Since its founding in 2009, the CPC – a partnership between the Joan B. Kroc School of Peace Studies and the School of Business – has been encouraging students to develop and exercise innovative approaches for making a positive impact on the 5 Ps– people, planet, prosperity, peace and partnership, through social innovation and entrepreneurship. Through its Global Social Innovation Challenge, CPC resources, recognizes, and rewards students from around the world who attempt to come up with a potential solutions for a global, societal or environmental challenge. Over the years, CPC has awarded over $327,000 in seed funding to social innovations such as Dreams for Change, Soulr, Amniotic Wrap and My Story.

Driven himself, Kakkad sees great potential for the CPC, and an even greater potential for the impact it will have on students.

“At CPC, our goal is to engage with a wider group of students”, says Kakkad. “Particularly with those who haven’t thought much about social impact”.

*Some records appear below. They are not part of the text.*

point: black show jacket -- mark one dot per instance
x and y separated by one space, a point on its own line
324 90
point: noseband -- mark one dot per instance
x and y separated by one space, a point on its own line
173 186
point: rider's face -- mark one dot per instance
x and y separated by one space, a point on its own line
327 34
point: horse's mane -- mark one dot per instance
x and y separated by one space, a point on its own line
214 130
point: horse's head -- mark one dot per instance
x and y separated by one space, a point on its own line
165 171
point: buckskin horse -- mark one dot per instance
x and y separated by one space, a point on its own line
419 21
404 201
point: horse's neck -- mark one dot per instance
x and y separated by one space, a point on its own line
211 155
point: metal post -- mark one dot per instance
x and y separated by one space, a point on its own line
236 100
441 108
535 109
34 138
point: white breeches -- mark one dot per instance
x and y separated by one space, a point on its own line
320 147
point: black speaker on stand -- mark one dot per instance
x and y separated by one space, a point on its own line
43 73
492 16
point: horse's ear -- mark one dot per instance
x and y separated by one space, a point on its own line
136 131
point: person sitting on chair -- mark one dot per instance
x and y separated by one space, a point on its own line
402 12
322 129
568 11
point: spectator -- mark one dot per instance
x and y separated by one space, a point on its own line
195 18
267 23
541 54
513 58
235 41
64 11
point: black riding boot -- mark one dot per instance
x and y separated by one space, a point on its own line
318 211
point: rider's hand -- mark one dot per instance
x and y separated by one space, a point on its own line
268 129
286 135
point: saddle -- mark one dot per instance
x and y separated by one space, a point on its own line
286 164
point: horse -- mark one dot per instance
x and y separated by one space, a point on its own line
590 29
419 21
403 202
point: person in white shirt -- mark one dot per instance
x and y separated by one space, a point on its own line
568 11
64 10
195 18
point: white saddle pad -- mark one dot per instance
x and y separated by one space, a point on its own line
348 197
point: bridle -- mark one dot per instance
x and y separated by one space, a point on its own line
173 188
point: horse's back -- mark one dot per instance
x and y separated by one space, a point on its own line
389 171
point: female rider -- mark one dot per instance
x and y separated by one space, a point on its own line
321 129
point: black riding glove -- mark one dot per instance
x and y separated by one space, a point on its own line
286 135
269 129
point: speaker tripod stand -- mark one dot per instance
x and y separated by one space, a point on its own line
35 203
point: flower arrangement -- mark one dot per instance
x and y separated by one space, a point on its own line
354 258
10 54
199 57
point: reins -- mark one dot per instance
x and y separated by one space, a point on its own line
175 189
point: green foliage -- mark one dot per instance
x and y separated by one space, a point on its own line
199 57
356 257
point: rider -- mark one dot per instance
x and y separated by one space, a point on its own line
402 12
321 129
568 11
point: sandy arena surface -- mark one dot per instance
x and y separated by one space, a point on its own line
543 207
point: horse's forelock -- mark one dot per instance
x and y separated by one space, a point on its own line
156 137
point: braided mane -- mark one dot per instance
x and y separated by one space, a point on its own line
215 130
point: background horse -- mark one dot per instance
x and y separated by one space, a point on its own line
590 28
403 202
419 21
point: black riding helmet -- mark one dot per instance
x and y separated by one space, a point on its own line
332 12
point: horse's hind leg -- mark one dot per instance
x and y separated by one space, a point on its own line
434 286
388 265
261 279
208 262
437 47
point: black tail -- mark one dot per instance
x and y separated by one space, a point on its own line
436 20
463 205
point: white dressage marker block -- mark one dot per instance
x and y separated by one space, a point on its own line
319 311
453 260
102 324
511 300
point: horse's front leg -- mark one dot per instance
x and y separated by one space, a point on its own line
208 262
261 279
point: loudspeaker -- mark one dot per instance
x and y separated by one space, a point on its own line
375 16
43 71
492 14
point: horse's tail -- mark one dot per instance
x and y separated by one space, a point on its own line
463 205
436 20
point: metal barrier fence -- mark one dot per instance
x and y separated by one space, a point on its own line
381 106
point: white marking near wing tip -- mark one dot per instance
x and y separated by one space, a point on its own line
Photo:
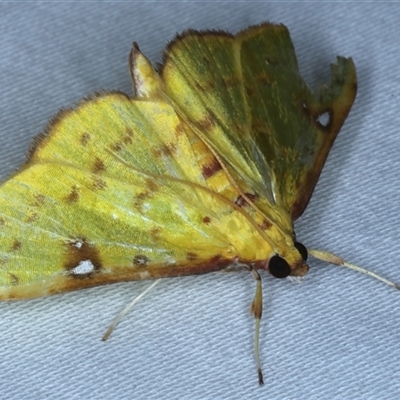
144 274
84 267
78 244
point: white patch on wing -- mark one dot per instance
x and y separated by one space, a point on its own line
78 244
84 267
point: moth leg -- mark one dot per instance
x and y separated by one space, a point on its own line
126 309
256 309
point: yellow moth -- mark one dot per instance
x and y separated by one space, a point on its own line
204 169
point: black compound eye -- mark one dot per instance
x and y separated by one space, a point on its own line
302 250
278 267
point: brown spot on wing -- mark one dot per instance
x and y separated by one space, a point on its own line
265 225
155 233
85 138
98 165
206 220
152 185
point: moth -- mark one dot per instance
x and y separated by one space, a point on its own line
205 168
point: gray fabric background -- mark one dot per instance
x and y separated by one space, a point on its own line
336 336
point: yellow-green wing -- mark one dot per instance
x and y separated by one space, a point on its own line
245 96
114 192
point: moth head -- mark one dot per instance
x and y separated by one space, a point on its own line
280 268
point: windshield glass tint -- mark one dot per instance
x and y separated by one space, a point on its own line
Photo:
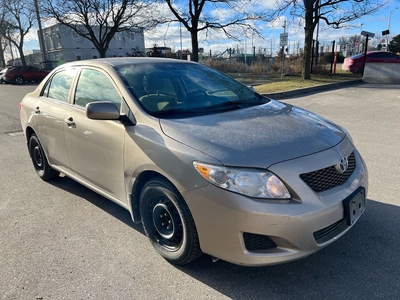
167 89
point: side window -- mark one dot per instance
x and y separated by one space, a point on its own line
95 86
60 85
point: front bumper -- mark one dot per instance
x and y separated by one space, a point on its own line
227 221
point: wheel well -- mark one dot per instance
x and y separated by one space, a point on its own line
28 133
137 190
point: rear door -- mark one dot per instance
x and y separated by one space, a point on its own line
95 147
49 116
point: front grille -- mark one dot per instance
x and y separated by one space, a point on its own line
325 234
257 242
328 178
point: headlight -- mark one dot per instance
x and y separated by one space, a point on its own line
249 182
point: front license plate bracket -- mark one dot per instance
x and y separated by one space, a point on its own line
354 206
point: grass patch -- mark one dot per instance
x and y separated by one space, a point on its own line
276 84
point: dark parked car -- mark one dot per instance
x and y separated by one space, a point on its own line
206 164
354 63
2 72
22 74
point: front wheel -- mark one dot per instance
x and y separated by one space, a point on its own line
168 222
39 160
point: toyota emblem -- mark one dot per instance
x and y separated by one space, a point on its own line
342 165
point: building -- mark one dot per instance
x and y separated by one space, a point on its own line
62 44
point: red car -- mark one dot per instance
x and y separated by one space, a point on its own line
21 74
354 64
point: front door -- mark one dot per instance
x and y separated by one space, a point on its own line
95 147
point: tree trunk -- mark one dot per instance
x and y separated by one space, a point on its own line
21 56
102 52
195 46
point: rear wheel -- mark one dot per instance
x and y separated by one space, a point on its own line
18 80
39 160
168 222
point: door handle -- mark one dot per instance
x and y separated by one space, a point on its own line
70 122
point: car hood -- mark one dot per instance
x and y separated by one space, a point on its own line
258 136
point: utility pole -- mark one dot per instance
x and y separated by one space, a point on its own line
41 38
283 50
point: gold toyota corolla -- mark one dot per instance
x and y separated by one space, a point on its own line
203 162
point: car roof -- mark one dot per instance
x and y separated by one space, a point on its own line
117 61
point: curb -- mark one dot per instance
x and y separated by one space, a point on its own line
313 89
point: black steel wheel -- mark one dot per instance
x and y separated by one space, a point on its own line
39 160
168 222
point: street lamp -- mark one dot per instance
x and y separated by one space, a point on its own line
390 15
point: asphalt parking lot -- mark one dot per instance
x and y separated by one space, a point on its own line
59 240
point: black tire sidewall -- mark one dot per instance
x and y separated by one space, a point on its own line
33 142
46 172
151 191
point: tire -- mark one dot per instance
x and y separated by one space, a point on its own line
168 222
18 80
39 160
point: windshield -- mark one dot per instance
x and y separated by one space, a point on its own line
175 89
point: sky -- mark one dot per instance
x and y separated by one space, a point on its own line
171 35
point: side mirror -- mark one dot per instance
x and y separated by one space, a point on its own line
102 110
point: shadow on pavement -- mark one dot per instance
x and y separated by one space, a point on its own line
363 264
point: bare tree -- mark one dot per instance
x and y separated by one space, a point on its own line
98 20
213 15
19 19
3 30
334 13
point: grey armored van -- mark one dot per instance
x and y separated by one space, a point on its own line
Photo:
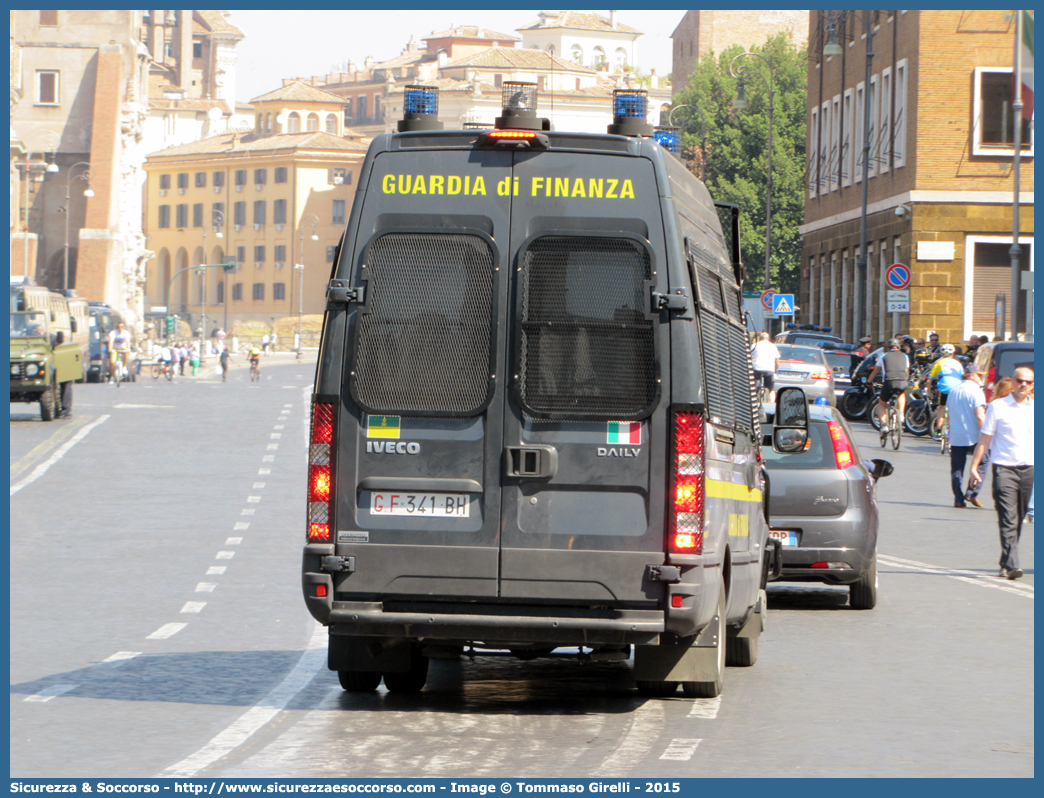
532 421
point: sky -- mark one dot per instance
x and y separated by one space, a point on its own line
302 43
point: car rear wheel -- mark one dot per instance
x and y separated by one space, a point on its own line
358 681
712 688
862 594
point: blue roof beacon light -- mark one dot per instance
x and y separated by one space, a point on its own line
667 138
420 109
630 112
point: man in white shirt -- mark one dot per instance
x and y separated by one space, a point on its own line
967 406
765 357
1007 431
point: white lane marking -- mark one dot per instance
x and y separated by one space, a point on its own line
167 630
48 693
311 662
118 659
681 750
706 708
42 468
646 723
973 578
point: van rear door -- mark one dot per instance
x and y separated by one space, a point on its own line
586 412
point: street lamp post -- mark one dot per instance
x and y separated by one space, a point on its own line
314 221
832 48
741 72
51 167
217 219
86 177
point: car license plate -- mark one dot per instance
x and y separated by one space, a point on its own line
788 537
421 505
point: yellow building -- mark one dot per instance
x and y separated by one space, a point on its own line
267 200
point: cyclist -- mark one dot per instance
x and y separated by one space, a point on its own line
896 367
765 358
945 375
119 346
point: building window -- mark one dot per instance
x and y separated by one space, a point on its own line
48 84
993 130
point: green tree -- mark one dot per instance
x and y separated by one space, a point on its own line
729 149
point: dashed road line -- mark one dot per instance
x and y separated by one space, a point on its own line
42 468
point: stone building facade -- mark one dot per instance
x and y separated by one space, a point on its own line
701 32
940 191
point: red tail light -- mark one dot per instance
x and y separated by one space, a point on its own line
321 472
686 532
844 453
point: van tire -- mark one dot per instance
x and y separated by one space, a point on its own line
359 681
713 688
48 403
412 680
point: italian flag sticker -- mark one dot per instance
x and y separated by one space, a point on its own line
382 426
624 431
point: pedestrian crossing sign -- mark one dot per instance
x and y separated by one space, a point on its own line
783 304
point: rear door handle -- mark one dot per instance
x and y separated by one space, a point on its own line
530 462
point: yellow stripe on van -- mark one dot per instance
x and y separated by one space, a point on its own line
721 489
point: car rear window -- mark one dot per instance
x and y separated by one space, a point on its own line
819 454
801 354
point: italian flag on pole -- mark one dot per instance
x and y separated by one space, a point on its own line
1027 65
624 431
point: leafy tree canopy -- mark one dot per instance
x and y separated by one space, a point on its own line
729 148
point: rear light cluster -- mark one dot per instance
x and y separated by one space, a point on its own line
844 454
686 533
319 472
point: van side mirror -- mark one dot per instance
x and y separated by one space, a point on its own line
790 425
881 468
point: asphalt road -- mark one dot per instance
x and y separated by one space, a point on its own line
157 629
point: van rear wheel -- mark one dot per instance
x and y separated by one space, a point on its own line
358 681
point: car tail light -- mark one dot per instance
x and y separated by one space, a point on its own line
844 454
686 529
319 472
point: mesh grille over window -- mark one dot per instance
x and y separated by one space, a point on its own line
586 345
424 337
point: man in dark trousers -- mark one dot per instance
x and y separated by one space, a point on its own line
1007 432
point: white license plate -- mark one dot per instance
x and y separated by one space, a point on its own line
421 505
788 537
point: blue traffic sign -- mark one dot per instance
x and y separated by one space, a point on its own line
783 304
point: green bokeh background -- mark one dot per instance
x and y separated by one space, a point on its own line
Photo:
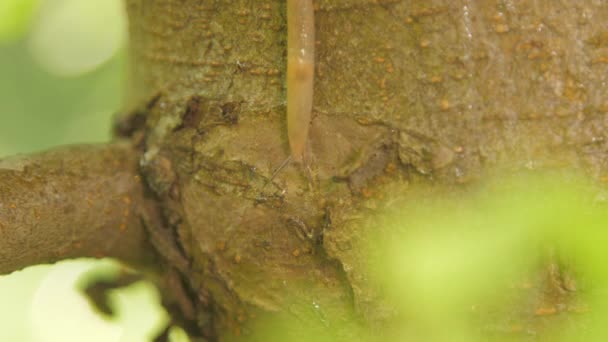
44 105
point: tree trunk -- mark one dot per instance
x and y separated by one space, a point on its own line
408 95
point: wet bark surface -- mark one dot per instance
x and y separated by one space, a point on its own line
412 98
407 93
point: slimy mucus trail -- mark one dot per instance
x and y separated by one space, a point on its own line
300 73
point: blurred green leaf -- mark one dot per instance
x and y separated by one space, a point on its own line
15 16
72 37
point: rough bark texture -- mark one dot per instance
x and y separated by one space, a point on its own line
411 98
72 202
406 93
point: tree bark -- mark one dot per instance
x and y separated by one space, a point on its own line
411 98
81 201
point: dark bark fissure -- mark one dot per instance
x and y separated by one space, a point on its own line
409 95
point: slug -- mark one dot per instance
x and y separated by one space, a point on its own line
300 73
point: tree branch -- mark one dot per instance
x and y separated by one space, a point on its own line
80 201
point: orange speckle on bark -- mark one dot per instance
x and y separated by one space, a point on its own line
390 168
366 192
545 311
436 79
221 245
501 28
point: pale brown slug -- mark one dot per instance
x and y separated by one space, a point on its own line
300 73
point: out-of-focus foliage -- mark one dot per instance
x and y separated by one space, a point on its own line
39 109
74 36
15 16
41 44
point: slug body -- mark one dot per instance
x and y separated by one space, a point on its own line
300 73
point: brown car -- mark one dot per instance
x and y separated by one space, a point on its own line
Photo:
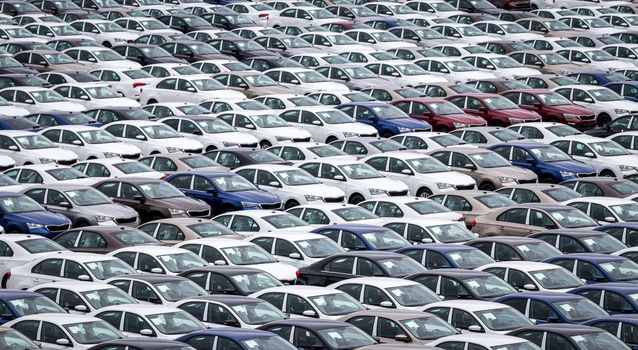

The challenge is trying to explain why doing good and doing well at the same time is feasible and that there are multiple additional ways to create positive social impact in addition to starting another charity.

“What people sometimes don’t understand about solving social and environmental problems” says Kakkad, “is that we need to create social change from the inside out across all three sectors – public, private, and social. We need to cultivate students who will be socially responsible and environmentally conscious stakeholders across sectors, as customers, employees, politicians and citizens. This is the only way we will be able to solve the global challenges for good, preventing them from becoming challenges ever again.”

Kakkad explains that students who participate in the CPC’s initiatives bring the ethics, social justice and sustainability concepts they’ve learned in the classroom, into their personal and professional worlds once they graduate. By doing this, they are able to change corporations to be more conscious from the inside out. Over time, the intention is that as more of our socially minded students graduate into the world, society will have a default expectation of socially responsible and environmentally sustainable behaviors in everyday circumstances.

As a professor in the School of Business, Kakkad makes an effort to bring students and corporations together to create social impact. He actively encourages his students to acquire the functional skills necessary to do well personally, and at the same time, develop their ability to think beyond themselves that is necessary to do good in the world.

“I believe that as a faculty member my job is not to teach, but to help guide the students on their learning journey”, says Kakkad. “I like to think about it like, ‘here is where we need to go, let’s walk together’. USD students are already highly intelligent and compassionate. All they need is a little nudge along with some guidance to raise the bar and always put their best foot forward. After all, the world needs many more capable and conscious leaders, and you cannot go wrong when you bet on good people doing good things!”